Estas duas histórias não são casos isolados e não deviam passar despercebidas; por isso conto-as. O seu desfecho revela-nos que na nossa sociedade a propriedade pesa sempre mais na balança, mesmo se no prato oposto estiver a dignidade humana. O julgamento final tende a cair sobre aqueles que reclamam um uso social para estes lugares esquecidos e que ousaram profanar essa coisa sacra e de valor inquestionável que é a propriedade.
Tendo Portugal um artigo na sua constituição inteiramente dedicado ao direito à habitação, é inaceitável que se permita mais rapidamente a punição dos okupas do que a dos especuladores, fundos abutres e vistos gold que todos os anos empurram centenas de famílias para fora das suas cidades, ou mesmo para a rua. Mais rapidamente se faz das okupas um bote expiatório, do que se condena os municípios por deixarem as cidades à mercê da lei da selva, perdão, do mercado, e permitirem que os espaços verdes sejam colonizados por betão. Há que reconhecer que a própria existência destas iniciativas significa que, perante a crescente gentrificação, o Estado falhou em dar respostas às pessoas e que estas precisaram de as procurar sozinhas.

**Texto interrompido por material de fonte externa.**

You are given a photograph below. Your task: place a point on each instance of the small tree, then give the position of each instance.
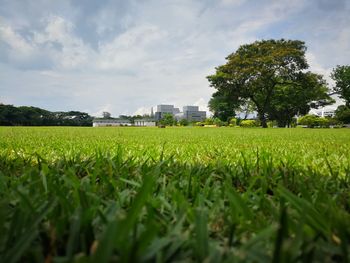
(341, 76)
(183, 122)
(343, 114)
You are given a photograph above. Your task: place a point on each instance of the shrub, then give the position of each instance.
(343, 114)
(309, 120)
(248, 123)
(183, 122)
(233, 122)
(312, 121)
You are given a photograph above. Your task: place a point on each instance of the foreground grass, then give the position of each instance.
(174, 194)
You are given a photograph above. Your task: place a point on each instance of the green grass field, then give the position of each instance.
(175, 194)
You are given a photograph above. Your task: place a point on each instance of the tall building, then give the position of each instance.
(163, 109)
(190, 113)
(193, 114)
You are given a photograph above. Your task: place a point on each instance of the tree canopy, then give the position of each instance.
(33, 116)
(270, 74)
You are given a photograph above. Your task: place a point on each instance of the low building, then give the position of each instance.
(164, 109)
(145, 122)
(191, 114)
(328, 110)
(110, 122)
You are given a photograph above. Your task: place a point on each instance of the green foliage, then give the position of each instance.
(271, 74)
(222, 106)
(233, 122)
(32, 116)
(174, 195)
(341, 76)
(312, 121)
(183, 122)
(343, 114)
(248, 123)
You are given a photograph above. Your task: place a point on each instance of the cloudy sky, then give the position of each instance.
(127, 56)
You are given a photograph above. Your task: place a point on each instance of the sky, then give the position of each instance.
(125, 57)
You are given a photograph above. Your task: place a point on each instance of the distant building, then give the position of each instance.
(145, 122)
(328, 110)
(191, 113)
(164, 109)
(110, 122)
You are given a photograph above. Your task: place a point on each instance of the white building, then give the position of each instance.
(145, 122)
(328, 110)
(110, 122)
(191, 113)
(163, 109)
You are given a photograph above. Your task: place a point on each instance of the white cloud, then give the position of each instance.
(121, 56)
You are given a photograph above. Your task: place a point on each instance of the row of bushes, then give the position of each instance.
(310, 121)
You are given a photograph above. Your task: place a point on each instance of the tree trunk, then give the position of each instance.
(262, 119)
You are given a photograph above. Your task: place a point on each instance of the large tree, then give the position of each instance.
(293, 99)
(341, 76)
(257, 72)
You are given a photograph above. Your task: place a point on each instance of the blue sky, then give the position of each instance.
(127, 56)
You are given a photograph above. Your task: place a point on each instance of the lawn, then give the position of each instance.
(174, 194)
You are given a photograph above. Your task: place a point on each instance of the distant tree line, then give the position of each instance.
(33, 116)
(271, 78)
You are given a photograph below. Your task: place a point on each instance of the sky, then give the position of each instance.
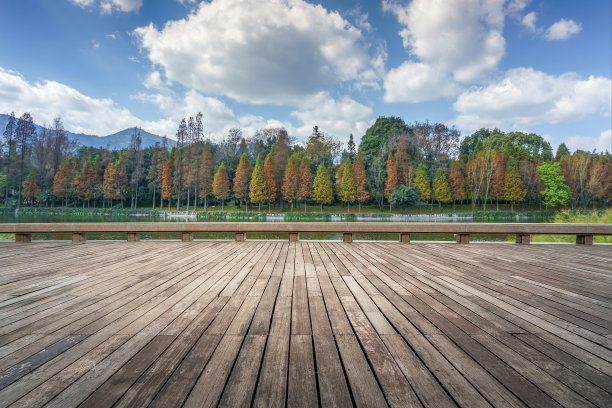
(517, 65)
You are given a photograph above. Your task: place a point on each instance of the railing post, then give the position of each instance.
(23, 237)
(463, 238)
(524, 239)
(79, 237)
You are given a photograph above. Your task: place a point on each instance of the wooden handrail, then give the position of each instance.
(584, 232)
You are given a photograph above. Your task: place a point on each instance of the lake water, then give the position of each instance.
(11, 217)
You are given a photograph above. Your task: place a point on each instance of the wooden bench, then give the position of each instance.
(523, 231)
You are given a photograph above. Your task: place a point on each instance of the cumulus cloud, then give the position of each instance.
(109, 6)
(275, 52)
(563, 29)
(529, 21)
(462, 37)
(602, 143)
(338, 118)
(418, 82)
(526, 97)
(47, 99)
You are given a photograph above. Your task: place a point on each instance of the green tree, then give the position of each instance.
(378, 135)
(555, 192)
(221, 187)
(562, 150)
(258, 187)
(305, 187)
(361, 180)
(514, 190)
(404, 196)
(291, 180)
(347, 186)
(441, 189)
(241, 179)
(323, 192)
(421, 183)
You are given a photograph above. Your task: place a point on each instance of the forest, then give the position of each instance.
(396, 165)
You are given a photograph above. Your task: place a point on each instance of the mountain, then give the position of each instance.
(116, 141)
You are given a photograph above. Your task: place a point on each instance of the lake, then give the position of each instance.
(55, 215)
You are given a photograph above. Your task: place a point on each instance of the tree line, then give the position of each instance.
(396, 164)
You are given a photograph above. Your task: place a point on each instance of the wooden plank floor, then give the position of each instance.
(168, 324)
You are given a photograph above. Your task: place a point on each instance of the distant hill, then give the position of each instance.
(116, 141)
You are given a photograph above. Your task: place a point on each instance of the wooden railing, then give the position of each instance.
(584, 232)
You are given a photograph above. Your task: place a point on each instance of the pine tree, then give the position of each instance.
(25, 135)
(350, 146)
(271, 184)
(555, 192)
(258, 187)
(63, 180)
(291, 181)
(323, 192)
(405, 172)
(305, 188)
(441, 189)
(168, 179)
(221, 187)
(154, 176)
(514, 190)
(347, 187)
(421, 183)
(339, 171)
(241, 179)
(205, 175)
(457, 182)
(361, 180)
(391, 182)
(499, 171)
(9, 143)
(30, 188)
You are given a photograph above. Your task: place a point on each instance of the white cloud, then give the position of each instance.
(463, 37)
(563, 29)
(109, 6)
(529, 21)
(527, 97)
(47, 99)
(338, 118)
(602, 143)
(275, 52)
(418, 82)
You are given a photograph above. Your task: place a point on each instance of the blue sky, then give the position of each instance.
(104, 65)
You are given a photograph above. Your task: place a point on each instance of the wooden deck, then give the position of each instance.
(268, 324)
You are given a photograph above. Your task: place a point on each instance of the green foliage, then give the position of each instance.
(323, 192)
(514, 190)
(404, 196)
(421, 183)
(347, 186)
(514, 144)
(442, 192)
(555, 191)
(378, 134)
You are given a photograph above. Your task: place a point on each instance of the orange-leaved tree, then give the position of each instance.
(221, 187)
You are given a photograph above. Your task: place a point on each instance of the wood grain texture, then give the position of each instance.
(275, 324)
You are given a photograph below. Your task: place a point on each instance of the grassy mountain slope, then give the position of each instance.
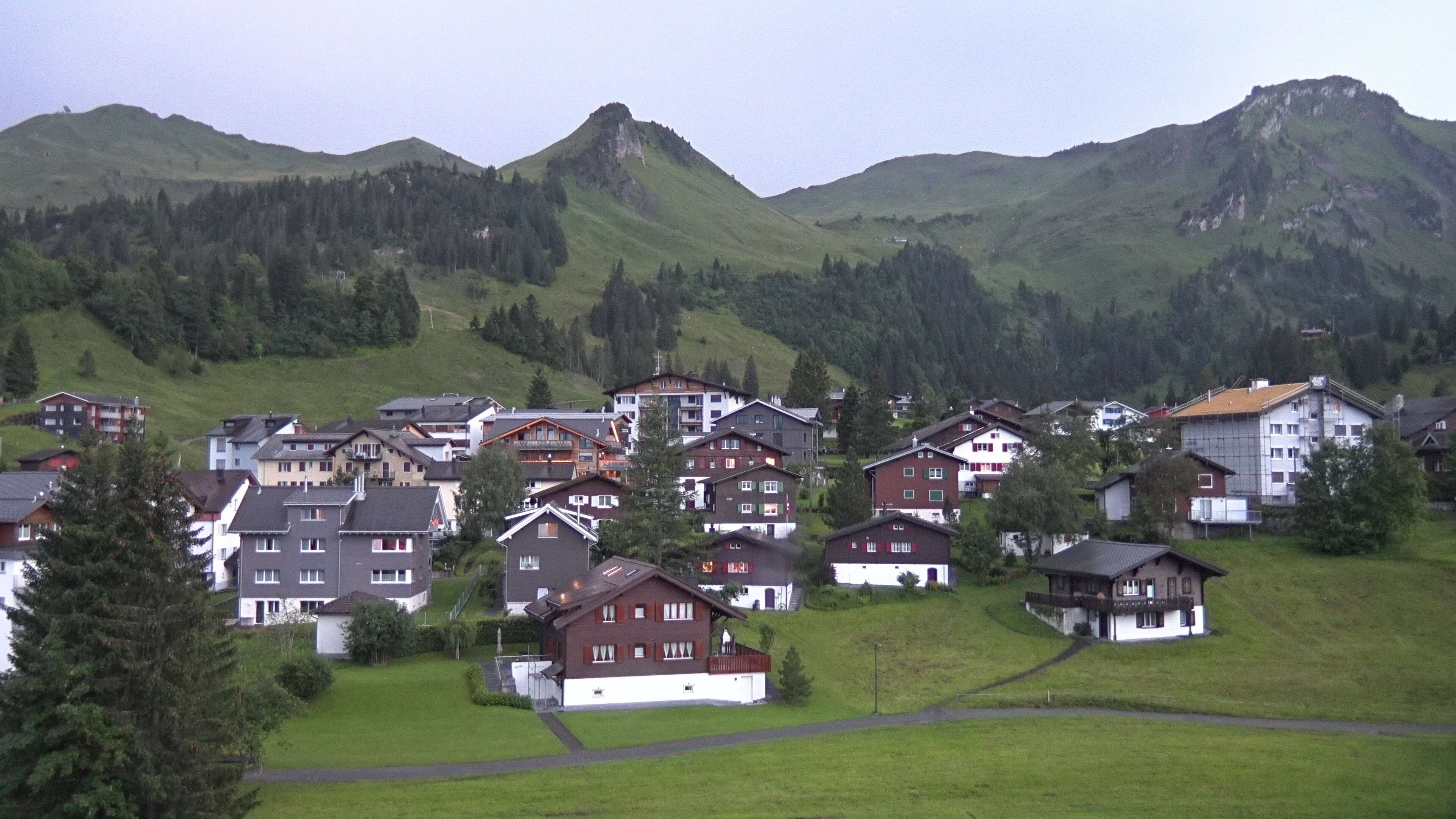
(446, 359)
(1327, 158)
(121, 149)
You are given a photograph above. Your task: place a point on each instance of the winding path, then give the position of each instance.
(810, 731)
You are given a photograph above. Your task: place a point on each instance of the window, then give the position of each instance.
(1149, 620)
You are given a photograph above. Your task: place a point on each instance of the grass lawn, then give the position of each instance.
(1298, 636)
(410, 712)
(998, 769)
(932, 649)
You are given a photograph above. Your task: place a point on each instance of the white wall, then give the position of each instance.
(664, 689)
(886, 575)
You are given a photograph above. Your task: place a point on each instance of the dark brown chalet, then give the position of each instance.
(764, 499)
(916, 482)
(721, 454)
(762, 566)
(880, 550)
(629, 633)
(590, 494)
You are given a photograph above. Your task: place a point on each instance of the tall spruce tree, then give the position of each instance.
(750, 378)
(21, 372)
(654, 524)
(123, 700)
(539, 394)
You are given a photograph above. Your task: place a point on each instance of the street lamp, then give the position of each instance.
(877, 678)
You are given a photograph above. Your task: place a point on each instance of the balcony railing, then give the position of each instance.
(1111, 605)
(740, 659)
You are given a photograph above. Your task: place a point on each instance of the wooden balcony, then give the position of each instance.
(740, 659)
(1110, 605)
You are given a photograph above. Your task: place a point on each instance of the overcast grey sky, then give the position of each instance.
(778, 94)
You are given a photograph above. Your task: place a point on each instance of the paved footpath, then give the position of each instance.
(809, 731)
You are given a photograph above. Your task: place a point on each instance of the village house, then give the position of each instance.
(628, 633)
(884, 547)
(762, 566)
(303, 547)
(762, 497)
(916, 482)
(215, 496)
(593, 496)
(693, 404)
(235, 442)
(720, 454)
(1123, 592)
(1425, 423)
(69, 413)
(25, 513)
(53, 460)
(558, 445)
(545, 549)
(1209, 505)
(1266, 432)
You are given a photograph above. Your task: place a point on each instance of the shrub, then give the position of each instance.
(305, 675)
(481, 696)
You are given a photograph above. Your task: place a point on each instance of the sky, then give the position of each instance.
(778, 94)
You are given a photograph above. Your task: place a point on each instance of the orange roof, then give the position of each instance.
(1243, 401)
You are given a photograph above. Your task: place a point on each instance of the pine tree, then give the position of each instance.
(539, 394)
(123, 700)
(848, 497)
(794, 684)
(21, 373)
(88, 366)
(654, 524)
(750, 378)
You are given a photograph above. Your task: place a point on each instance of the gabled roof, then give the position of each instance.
(893, 516)
(394, 511)
(523, 519)
(97, 399)
(669, 375)
(1136, 468)
(777, 544)
(717, 435)
(263, 512)
(755, 468)
(1110, 559)
(212, 490)
(1243, 401)
(612, 577)
(576, 483)
(912, 451)
(347, 602)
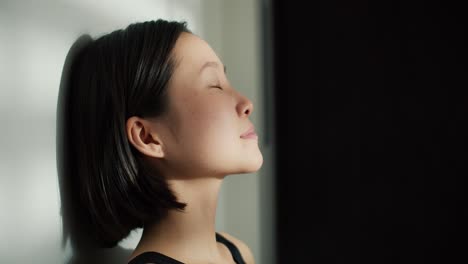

Não é radical o que se pede: segundo a própria Constituição da República, a construção privada deve estar ao serviço da população e o Estado deve “promover, em colaboração com as autarquias locais, a qualidade ambiental das povoações e da vida urbana, designadamente no plano arquitetónico e da proteção das zonas históricas”. A narrativa que a CMC adoptou, equiparando okupas e criminosos, só serve para desviar o olhar dos verdadeiros predadores das nossas cidades e fazer com que a luta seja entre os penúltimos e os últimos. Uma cidade que diga representar a sua população e que ainda para mais foi capital europeia de juventude não pode esmagar sem esclarecimentos uma iniciativa como a Horta Comunitária Desassociada.
Há relembrar aos municípios que, segundo este 65º artigo da Constituição, é seu dever respeitar a iniciativa popular, espontânea e verdadeiramente comunitária: “Para assegurar o direito à habitação, incumbe ao Estado incentivar e apoiar as iniciativas das comunidades locais e das populações, tendentes a resolver os respetivos problemas habitacionais e a fomentar a criação de cooperativas de habitação e a autoconstrução”.
Não é o Estado quem, sozinho, deve ditar o destino das nossas cidades. Cada um de nós deve ajudar a cuidar da sua comunidade, tendo, por isso, o direito e o dever de ocupar quando assim se justifica. A democracia também se constrói nas ruas, não a devemos deixar só para a classe política. Quanto a mim, vou guardando por agora as sementes que resgatámos da horta. Hão de servir para semear um amanhã mais justo.